Films and books are different mediums and film is much more constrained than literature. Film is a very specific way of telling stories. There are things you can do in film that you can’t do with other dramatic mediums – you can have a chase movie for instance, but The French Connection would make a pretty poor bit of theatre. By there same measure there are things that films can’t do (or can’t do well) so it shouldn’t be a surprise that something conceived as a novel doesn’t work well (or work as well) as a film.
That said a book can still be translated into a successful film, it just has to be re-configured to work as film, a direct transcription of a novel would be shit. But that means people who have already read the book are usually dissatisfied as bits they like have changed or disappeared. But that has to happen.

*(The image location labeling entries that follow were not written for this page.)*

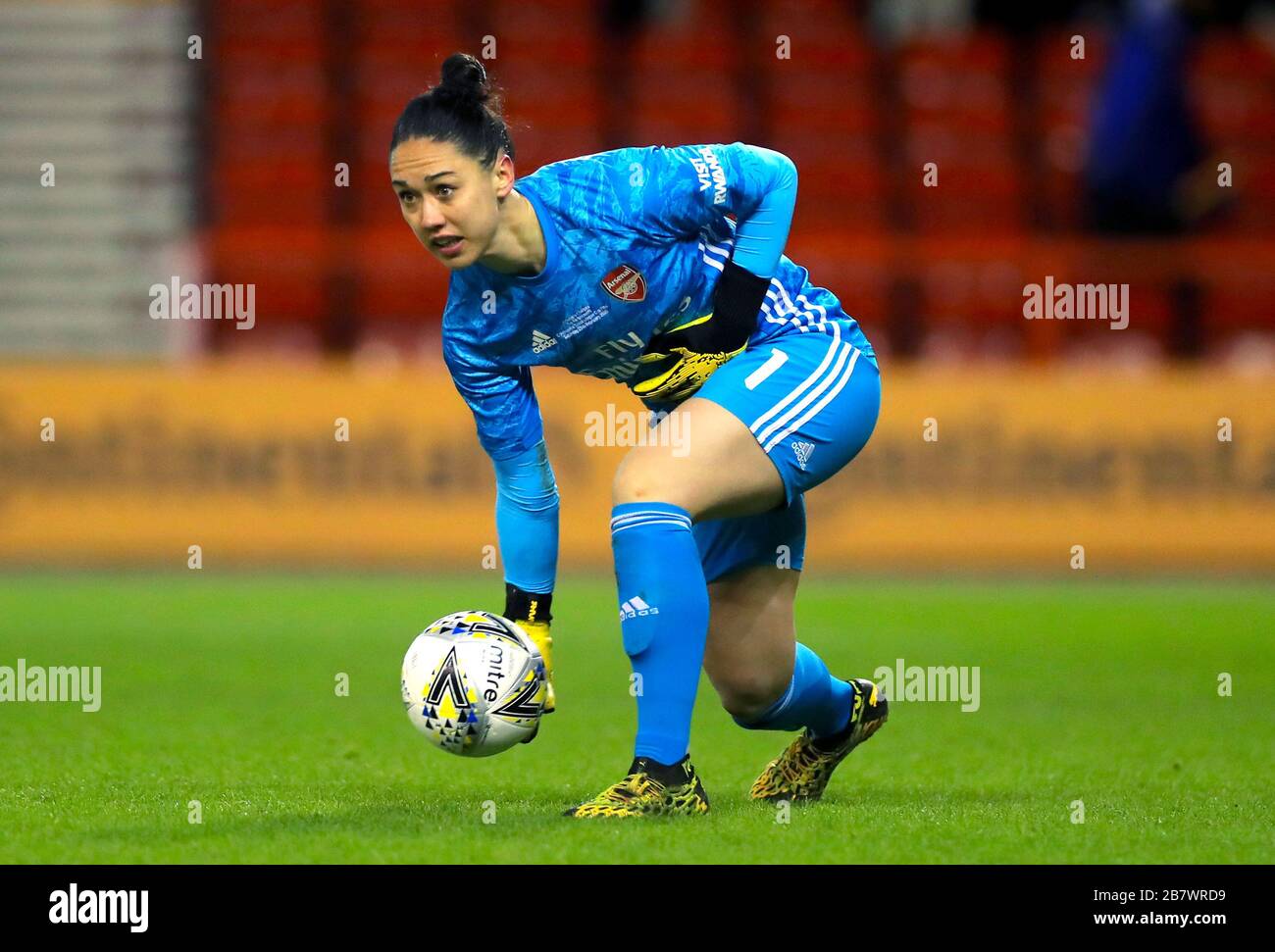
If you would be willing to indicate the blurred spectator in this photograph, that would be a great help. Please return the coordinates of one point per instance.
(1144, 140)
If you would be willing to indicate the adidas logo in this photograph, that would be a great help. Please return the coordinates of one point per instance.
(636, 607)
(542, 342)
(803, 450)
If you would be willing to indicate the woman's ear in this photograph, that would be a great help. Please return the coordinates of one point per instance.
(504, 175)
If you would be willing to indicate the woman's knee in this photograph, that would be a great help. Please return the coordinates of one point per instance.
(748, 693)
(641, 478)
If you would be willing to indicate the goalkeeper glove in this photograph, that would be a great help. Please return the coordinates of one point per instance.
(687, 356)
(531, 613)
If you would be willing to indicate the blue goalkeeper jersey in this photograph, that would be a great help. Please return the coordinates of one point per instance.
(636, 241)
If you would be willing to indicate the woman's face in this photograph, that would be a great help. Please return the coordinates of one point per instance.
(450, 200)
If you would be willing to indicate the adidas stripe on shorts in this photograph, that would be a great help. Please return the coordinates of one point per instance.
(811, 400)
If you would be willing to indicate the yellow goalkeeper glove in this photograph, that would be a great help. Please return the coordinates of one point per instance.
(531, 612)
(680, 370)
(677, 361)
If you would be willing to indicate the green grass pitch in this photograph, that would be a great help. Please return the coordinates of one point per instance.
(221, 689)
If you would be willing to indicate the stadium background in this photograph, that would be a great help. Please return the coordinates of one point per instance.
(243, 141)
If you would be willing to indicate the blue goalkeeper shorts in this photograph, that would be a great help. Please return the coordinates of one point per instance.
(811, 400)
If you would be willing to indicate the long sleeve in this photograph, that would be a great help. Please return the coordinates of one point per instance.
(508, 420)
(527, 519)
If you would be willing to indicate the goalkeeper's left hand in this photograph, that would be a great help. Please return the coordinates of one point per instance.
(687, 356)
(532, 615)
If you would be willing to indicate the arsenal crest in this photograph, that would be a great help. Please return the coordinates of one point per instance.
(626, 283)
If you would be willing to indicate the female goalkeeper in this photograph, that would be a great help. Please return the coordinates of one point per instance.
(663, 269)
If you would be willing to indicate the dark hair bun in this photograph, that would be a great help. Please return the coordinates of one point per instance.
(464, 79)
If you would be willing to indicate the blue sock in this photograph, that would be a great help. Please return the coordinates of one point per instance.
(664, 620)
(814, 700)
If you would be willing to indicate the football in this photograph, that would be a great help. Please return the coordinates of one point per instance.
(473, 683)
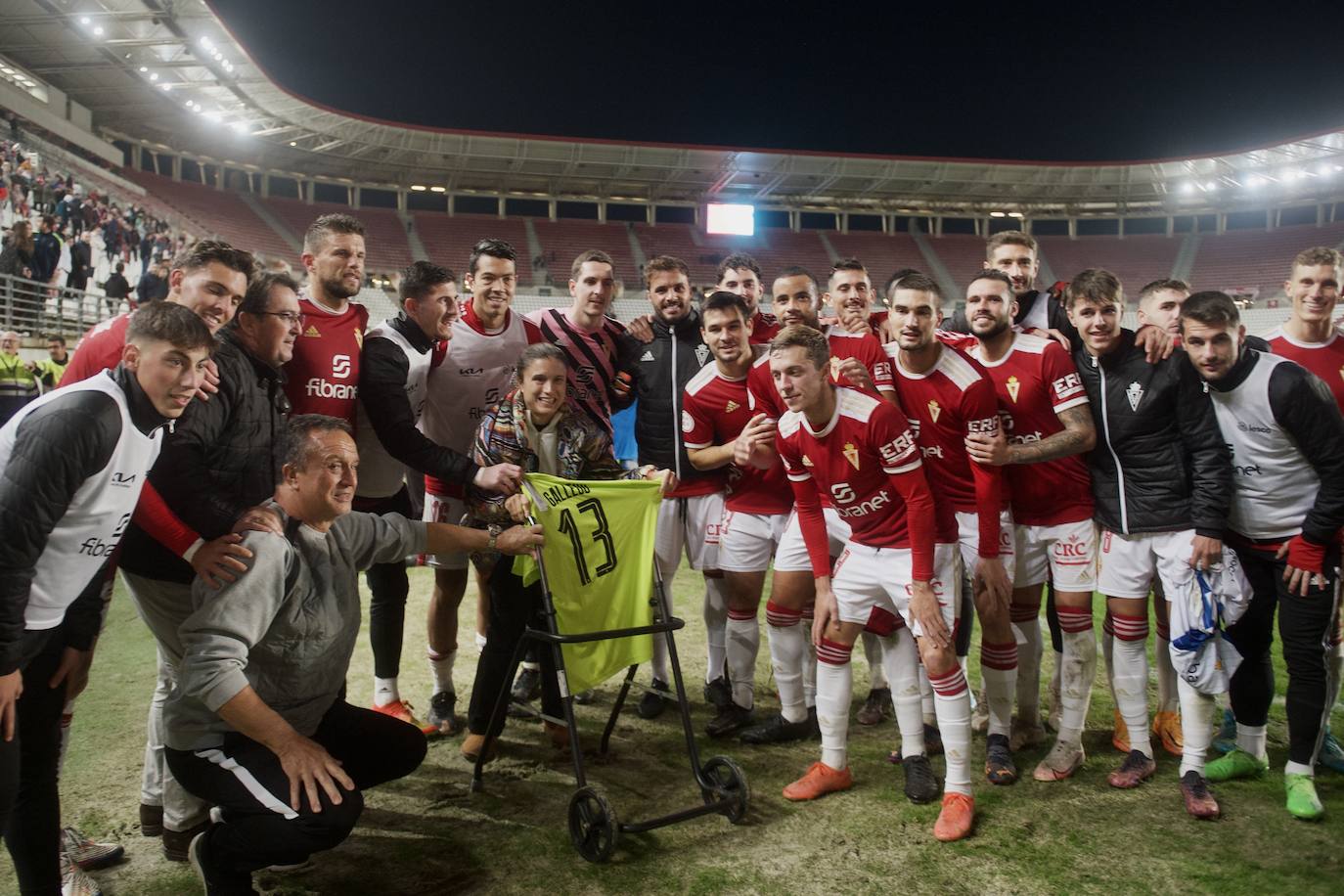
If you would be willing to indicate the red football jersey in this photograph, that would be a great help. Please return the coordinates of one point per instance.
(1324, 359)
(1037, 381)
(764, 328)
(944, 406)
(866, 460)
(714, 411)
(98, 349)
(323, 377)
(867, 349)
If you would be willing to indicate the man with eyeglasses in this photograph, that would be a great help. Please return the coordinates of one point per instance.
(214, 473)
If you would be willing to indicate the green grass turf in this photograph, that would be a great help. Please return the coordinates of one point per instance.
(426, 833)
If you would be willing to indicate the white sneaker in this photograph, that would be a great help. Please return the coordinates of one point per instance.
(74, 881)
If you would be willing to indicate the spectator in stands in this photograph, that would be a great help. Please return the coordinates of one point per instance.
(258, 723)
(154, 285)
(115, 289)
(18, 383)
(212, 474)
(81, 262)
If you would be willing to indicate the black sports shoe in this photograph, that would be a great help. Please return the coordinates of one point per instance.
(777, 730)
(732, 720)
(652, 704)
(215, 881)
(441, 715)
(999, 765)
(718, 694)
(920, 784)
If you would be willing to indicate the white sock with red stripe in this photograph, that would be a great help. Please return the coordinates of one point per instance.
(1168, 697)
(902, 664)
(952, 702)
(787, 648)
(1131, 679)
(834, 683)
(999, 668)
(809, 661)
(873, 653)
(715, 625)
(743, 634)
(1077, 670)
(1026, 623)
(1196, 726)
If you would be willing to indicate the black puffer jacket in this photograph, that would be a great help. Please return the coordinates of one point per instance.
(665, 366)
(1160, 464)
(218, 461)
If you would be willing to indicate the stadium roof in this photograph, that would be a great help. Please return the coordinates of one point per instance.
(171, 76)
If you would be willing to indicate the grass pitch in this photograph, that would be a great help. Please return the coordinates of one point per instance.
(427, 834)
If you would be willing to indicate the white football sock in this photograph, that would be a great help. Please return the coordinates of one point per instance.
(1196, 726)
(834, 683)
(952, 700)
(743, 644)
(1131, 679)
(787, 648)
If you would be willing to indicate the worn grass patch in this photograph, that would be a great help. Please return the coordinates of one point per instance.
(428, 834)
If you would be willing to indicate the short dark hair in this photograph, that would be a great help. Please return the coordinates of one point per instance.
(293, 441)
(1095, 285)
(204, 251)
(797, 270)
(813, 341)
(722, 299)
(663, 265)
(257, 298)
(327, 226)
(590, 255)
(169, 323)
(421, 277)
(991, 273)
(895, 278)
(737, 261)
(1159, 285)
(538, 352)
(918, 283)
(1211, 308)
(492, 247)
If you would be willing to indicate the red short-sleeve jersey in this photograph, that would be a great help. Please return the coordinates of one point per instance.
(714, 411)
(1037, 381)
(323, 375)
(1324, 359)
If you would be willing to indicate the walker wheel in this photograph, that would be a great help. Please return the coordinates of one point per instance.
(729, 782)
(593, 825)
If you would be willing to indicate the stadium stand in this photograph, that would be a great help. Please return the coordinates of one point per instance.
(1256, 262)
(1135, 259)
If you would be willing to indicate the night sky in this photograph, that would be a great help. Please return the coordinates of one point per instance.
(1026, 81)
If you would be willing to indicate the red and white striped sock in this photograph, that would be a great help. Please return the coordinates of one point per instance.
(1131, 679)
(952, 702)
(1077, 670)
(743, 644)
(999, 666)
(1026, 622)
(787, 648)
(834, 683)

Change is part of the film making process – a film is authored three times (or four times if it started out as a novel). A screen play is written (or adapted) then its filmed – thats a translation of the script, and then its edited, and thats an translation of the filmed footage. A film takes 2-3 months to shoot but it can take a year or longer to edit and thats because the film is really made in the edit. The edit isn’t a process of making sure everything in the script is there as written and in the right order, its a process of constructing cinema and that can mean discarding pieces of script, even discarding whole characters that have been written and filmed. Usually 9/10ths of the way through you have to shoot new footage to fill cinematic gaps.
The other problem with adapting books is seeing any transcription of a work you know always disappoints. Fans of the Goon Show were disappointed when it was televised for instance, simply because they’d had a picture in their head of what the radio charactered looked like, so when the Goons moved to TV in their eyes everybody looked wrong. Seeing someones elses version of your ideas makes everything seem unauthentic.